In the late 1800s and early 1900s, San Diego was only a small city compared to the bustling towns of Los Angeles or San Francisco. Investors were afraid to build a railroad to San Diego, with fears that it would divert business from San Francisco. Residents of San Diego grew tired of their isolation and yearned for the economic benefits of the railroad; so in 1906, the San Diego and Arizona (SD&AE) Railroad was built, connecting San Diego to El Centro, Mexico, and Arizona. In the early 1900s, the development of railroads had a huge impact on a community. It not only brought new trade and job opportunities, but populations exploded wherever the railroad headed.
The rail line started with enthusiastic San Diego residents and hopeful investors at the groundbreaking ceremony on September 7, 1907. Three years later, rail work began in Mexico.
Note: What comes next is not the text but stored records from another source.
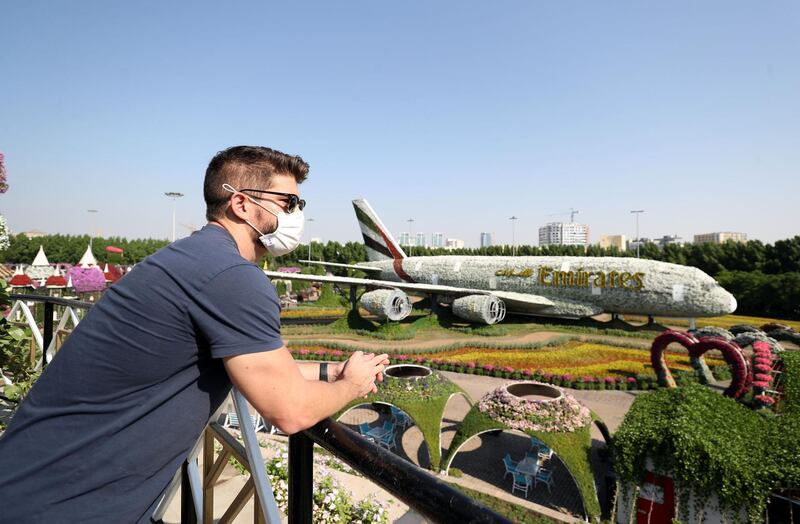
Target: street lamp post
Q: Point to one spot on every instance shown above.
(309, 238)
(411, 240)
(92, 211)
(174, 196)
(513, 220)
(638, 242)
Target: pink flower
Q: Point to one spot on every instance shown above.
(765, 399)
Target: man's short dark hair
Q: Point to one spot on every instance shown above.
(246, 167)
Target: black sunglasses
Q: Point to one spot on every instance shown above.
(294, 201)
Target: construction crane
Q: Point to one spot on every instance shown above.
(572, 212)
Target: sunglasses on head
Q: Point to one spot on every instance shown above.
(292, 201)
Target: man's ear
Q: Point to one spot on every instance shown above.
(238, 206)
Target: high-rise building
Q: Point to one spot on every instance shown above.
(564, 234)
(404, 238)
(454, 243)
(617, 241)
(667, 240)
(720, 237)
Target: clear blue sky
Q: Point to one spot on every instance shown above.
(457, 114)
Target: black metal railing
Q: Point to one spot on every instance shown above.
(423, 492)
(431, 497)
(48, 321)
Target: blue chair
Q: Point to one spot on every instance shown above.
(522, 483)
(387, 441)
(400, 418)
(545, 476)
(364, 430)
(511, 466)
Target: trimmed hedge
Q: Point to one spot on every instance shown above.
(572, 448)
(710, 444)
(424, 400)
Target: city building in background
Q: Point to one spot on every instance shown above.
(719, 237)
(633, 244)
(666, 240)
(617, 241)
(404, 238)
(564, 234)
(454, 243)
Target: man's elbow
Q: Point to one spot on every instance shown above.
(294, 423)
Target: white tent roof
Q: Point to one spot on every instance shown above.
(41, 258)
(88, 260)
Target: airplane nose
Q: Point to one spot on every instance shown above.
(725, 301)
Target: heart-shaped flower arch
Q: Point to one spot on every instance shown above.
(731, 352)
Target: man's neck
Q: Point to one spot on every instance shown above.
(243, 238)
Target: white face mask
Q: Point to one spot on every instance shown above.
(286, 237)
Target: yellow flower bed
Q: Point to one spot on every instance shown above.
(577, 358)
(312, 312)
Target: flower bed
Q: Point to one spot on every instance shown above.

However, in 1911, revolution broke out in Mexico and many Mexican workers left their railroad jobs. This halted the progress on the SD&AE over the border.
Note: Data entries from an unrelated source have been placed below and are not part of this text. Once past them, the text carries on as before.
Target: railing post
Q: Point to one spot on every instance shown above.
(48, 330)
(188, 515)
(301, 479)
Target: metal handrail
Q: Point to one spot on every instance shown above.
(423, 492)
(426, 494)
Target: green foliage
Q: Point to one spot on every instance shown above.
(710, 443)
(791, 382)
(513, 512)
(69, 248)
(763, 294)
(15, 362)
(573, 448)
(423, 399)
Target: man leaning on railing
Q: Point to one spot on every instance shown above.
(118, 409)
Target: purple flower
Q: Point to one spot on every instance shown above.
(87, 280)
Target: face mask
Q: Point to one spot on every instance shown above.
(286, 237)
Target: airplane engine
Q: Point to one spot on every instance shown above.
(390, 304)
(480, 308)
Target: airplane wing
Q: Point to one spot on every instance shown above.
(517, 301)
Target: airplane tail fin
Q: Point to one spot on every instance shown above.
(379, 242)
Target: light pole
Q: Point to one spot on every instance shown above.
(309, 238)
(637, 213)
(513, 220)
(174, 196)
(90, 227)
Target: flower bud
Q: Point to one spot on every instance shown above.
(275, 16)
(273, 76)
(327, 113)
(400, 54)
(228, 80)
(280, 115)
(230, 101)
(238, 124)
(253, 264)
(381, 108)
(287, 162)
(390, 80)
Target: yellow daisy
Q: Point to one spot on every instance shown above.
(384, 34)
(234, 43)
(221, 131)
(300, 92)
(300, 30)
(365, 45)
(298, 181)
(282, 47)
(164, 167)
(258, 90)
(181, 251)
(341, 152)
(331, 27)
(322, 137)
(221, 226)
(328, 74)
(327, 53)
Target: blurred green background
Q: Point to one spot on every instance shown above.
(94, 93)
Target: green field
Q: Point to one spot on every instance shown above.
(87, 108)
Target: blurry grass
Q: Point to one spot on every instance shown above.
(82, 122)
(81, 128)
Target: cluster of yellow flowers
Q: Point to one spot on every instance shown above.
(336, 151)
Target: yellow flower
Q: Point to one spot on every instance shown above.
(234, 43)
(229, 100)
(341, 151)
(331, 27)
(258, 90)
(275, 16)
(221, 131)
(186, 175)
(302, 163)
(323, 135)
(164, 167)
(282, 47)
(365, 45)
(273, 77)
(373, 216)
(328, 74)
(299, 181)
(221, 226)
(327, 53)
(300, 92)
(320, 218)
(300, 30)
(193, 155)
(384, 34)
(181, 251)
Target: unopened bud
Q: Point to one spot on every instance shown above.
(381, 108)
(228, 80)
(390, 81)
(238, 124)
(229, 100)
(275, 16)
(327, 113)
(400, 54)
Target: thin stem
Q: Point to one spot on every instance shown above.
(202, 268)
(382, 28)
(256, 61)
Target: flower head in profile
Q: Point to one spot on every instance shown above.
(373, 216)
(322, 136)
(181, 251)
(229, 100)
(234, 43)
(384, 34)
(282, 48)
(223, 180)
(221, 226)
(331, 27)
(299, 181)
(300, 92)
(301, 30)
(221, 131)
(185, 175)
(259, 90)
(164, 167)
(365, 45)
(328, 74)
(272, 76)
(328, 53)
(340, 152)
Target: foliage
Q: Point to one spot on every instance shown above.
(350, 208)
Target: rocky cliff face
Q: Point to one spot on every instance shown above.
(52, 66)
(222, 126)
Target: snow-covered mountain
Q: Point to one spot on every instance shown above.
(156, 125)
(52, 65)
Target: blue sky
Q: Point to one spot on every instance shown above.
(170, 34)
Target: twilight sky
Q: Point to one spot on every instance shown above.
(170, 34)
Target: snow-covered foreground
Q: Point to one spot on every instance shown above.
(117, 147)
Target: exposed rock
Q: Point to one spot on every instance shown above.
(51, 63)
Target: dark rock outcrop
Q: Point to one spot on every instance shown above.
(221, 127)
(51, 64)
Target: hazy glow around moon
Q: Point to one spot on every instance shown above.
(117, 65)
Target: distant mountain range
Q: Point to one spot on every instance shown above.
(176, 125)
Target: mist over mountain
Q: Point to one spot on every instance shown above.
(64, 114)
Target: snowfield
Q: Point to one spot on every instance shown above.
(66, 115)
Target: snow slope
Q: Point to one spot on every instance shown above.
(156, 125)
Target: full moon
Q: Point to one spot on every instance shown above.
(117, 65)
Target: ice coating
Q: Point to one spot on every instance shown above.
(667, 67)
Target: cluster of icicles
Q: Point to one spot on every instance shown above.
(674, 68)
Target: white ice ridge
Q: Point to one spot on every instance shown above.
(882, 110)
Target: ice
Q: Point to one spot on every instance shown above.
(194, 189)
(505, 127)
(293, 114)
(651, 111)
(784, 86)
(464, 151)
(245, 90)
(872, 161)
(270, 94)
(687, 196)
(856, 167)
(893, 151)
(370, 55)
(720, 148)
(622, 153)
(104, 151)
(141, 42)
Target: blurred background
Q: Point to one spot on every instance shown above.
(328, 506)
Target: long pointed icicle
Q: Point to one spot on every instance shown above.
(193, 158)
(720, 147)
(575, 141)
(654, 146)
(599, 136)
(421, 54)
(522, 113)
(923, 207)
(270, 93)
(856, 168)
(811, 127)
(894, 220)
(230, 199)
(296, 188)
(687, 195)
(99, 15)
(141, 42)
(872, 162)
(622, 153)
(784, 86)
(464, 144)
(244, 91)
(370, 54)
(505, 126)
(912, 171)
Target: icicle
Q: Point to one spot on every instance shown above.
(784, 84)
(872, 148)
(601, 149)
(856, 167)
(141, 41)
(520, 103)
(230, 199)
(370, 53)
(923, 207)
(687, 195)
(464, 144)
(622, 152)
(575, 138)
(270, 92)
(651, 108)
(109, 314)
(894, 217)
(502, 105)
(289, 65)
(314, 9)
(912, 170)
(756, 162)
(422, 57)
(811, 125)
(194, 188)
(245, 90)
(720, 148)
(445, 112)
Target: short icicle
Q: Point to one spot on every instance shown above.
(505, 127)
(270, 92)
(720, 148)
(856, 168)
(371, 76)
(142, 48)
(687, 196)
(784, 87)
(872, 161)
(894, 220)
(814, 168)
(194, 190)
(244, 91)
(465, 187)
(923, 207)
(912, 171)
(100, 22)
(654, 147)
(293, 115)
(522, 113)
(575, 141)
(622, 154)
Other sections were not without trouble. In California, the overwhelming amounts of granite in the mountains slowed down progress; it took eleven years of near constant labor to complete one ten-mile stretch. In 1914, World War One commenced in Europe, leading to serious problems for the SD&AE construction, such as labor shortages and increased cost of materials. American interest slowly shifted from railroads to war. Progress was again halted when a deadly outbreak of influenza hit the worker camps.
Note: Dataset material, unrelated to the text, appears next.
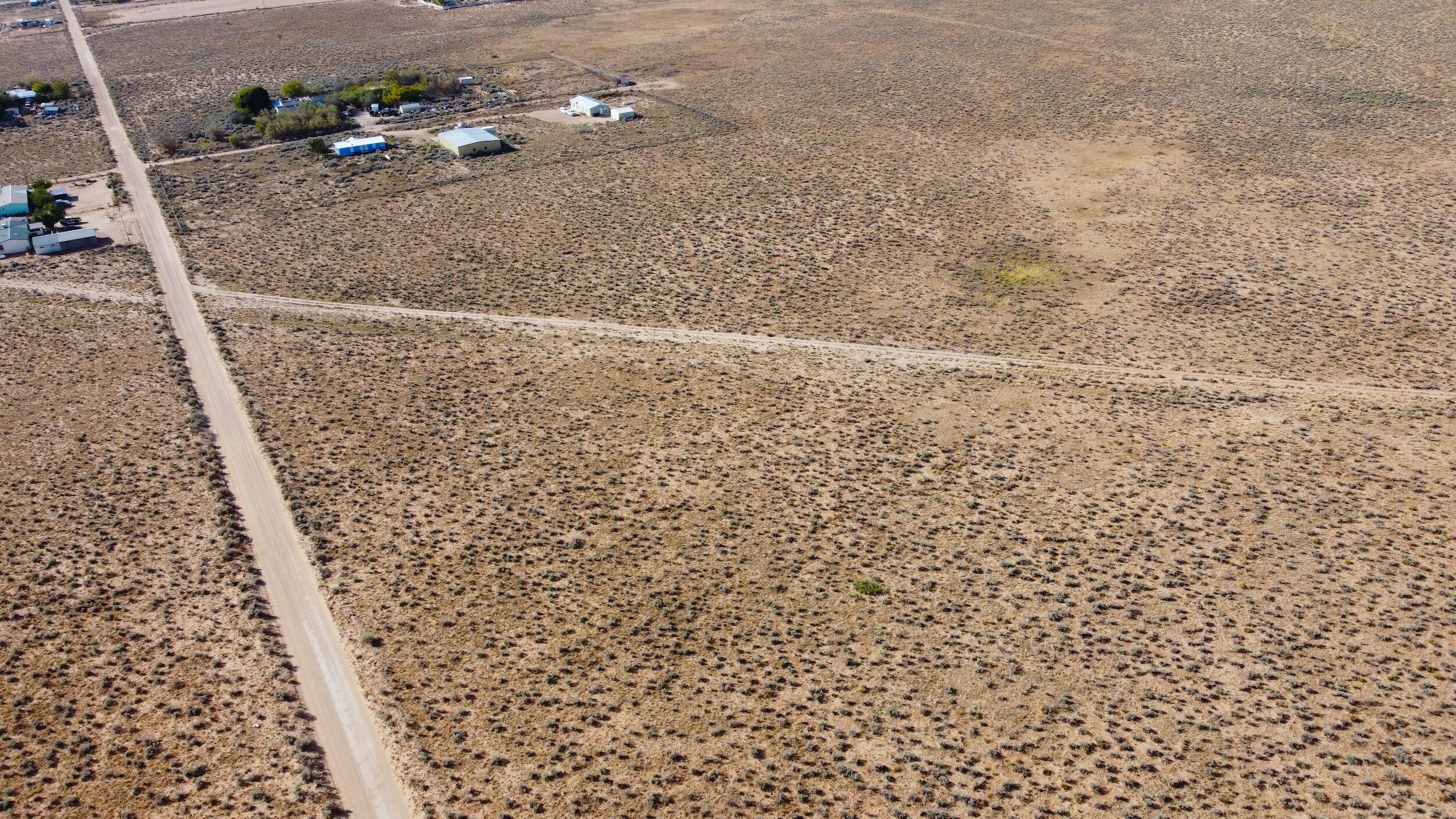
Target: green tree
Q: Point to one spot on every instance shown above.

In late 1919, the Impossible Railroad finally reached from San Diego to Carrizo Gorge Station. In November of that year, the final, golden spike was driven, and the impossible was conquered. This monumental project ended up costing a huge sum of eighteen million dollars (over three hundred million today) and took over a decade to complete.
Despite the high costs and the brilliant engineering, the SD&AE Railroad was plagued with maintenance problems. The Carrizo Gorge section of the route was especially problematic; in the 1930s, an earthquake collapsed one of the tunnels, leading planners to build a huge, 600 feet long by 180 feet high, wooden trestle over a deep canyon. Natural disasters continued in 1976 when Hurricane Kathleen wiped out significant sections. Four years later, desert storms wash away part of the line in the US and Mexican portions. These continued natural disasters spelled the end of the Impossible Railroad. Undamaged sections were sold off or abandoned completely.
Today, the SD&AE rail lines are a largely a forgotten part of American history. Adventure seekers and hikers occasionally frequent the area. Small portions of the railroad are now used to transport diesel. A section is still available for the public to view, leaving from the San Diego Railroad Museum in Campo, California.
I first find the trail in a sleepy little border town outside of Yuma called Jacumba. It’s so close to Mexico that the border fence can be seen from the deserted downtown area. I find the mysterious abandoned railroad asking several gas station attendants. Finally, I come across worn-looking tracks and start walking. After several miles in the blistering Arizona heat, I see derailed passenger cars in the distance hidden on a hillside. I pry the doors open and step inside. Other than broken windows and a layer of dust, they are well preserved. The atmosphere is eerily quiet, the only sound being my boots on the metal floor. In another time, these cars would have been very comfortable to travel in to view the scenic desert hills that hide them.
I leave the rail cars and continue my journey. The rail line travels high along the mountains, letting me see for miles and miles. Jacumba is long out of sight, leaving only the beautiful barren landscape for as far as I can see. I follow the rail through a tunnel carved through the road and come upon a trestle. It is a marvel of engineering, bringing the railroad straight across the canyon.
After walking for several hours, I follow the rail back to Jacumba, the sun now setting and the sky a mixture of pinks and oranges. The construction of the Impossible Railroad at the turn of the century into the 1900s shows the sheer power of will and ingenuity that coupled to make one of the most impressive railroads the world has ever seen. Unfortunately, it was plagued with every problem imaginable, from the harsh desert terrain to world wars, and revolution to natural disasters. The Impossible Railroad, now abandoned, fades away into the footnotes of history.